За окном плыл знакомый пейзаж. Поезд замедлил ход и встал. Через мгновение заскрипело металлом – медленно, очень медленно покатился дальше, набирая ход.

– Сейчас туннель – и мы дома, – с тоской произнес Вовчик.

В довершение к сказанному состав вкатился в темноту. Все минуты в туннеле они молчали. В полуприкрытую дверь купе доносился звонкий голос проводницы:

– Скоренько постельки сдавайте. Кому билетики вернуть, подходите.

Ее стройный силуэт мелькал в просвете двери.

Выходили последними. Вовчик оторвался вперед. Он спрыгнул на перрон, воздел руки к небу:

– Здравствуй, свобода!

Матвей на полпути вернулся, вспомнил о забытой под матрасом книге.

Проходя мимо служебного купе, лицо в лицо столкнулся с проводницей.

– Друг твой шебутной, а ты мне понравился, – жеманничая, с загадкой в голосе произнесла она, – чувствую – не противна, можем встретиться?!

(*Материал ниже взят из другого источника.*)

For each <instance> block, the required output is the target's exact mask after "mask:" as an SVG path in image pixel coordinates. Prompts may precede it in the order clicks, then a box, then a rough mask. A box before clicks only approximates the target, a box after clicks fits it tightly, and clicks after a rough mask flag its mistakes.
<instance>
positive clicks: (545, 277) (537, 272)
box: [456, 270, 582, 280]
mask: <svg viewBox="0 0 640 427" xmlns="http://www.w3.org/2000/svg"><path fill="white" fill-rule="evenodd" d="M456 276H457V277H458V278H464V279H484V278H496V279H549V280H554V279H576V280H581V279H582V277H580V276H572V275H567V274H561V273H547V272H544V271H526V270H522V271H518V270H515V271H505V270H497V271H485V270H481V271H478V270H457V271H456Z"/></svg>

Матвей задержался, от прямого предложения потерял самообладание. В глазах ее и выражении лица отпечаталась неуклюжая решительность. Бросила фразой и тут же отвернулась. Матвею почему-то стало жаль ее. Он свободной рукой коснулся ее плеча.

– Давайте встретимся…

– Не шути так, я ведь серьезно. Крамского, 8, для сведения.

Глава 3

В гости они не попали – друзья продали домишко и срочно укатили к детям на Алтай.

– Вот незадача, – расстроился Василий Никанорович, – десять лет дозревал за нескончаемой суетой, знал Алексея как домоседа из домоседов, на мертвом якоре сидел. Нате вам, бабушка, Юрьев день. На том краю света, где он теперь, один выход – бестелесный, если Интернет освоит.

К дому своему Василий Никанорович и Маргарита Ивановна подходили с затаенной грустью. Каждый представил так быстро вернувшийся устоявшийся однообразный быт. Четырнадцать дней санаторного лечения, без забот, в облизывании тебя доброжелательным персоналом и каждодневным воздействием датчиков медицинской аппаратуры, пролетели как один день.

– Мы дома, а ощущение раздвоенное. Приспустил веки, и ты еще там. Все кажется: сейчас постучатся в номер, попросят на ванны или еще куда на процедуры. Вокруг такая бурная, разнообразная по колориту жизнь. А пацаны-солдатики в поезде? Все у них будет – не случилось бы войны, – с ностальгическим оттенком произнес Василий Никанорович, присаживаясь на диван. – Садись, Маргуша, рядком – поговорим ладком.

Маргарита Ивановна обычно артачилась всяким его неожиданным предложениям, а тут присела, не забыв в своем репертуаре:

– А еду скатерка-самобранка сама накроет? И мне тоскливо – много-много ощущений вдруг исчезло. Хорошие люди вокруг нас, по крайней мере, их подавляюще больше, чем недобрых и злых. Одна Мария Тимофеевна чего стоит: альтруист с большой буквы.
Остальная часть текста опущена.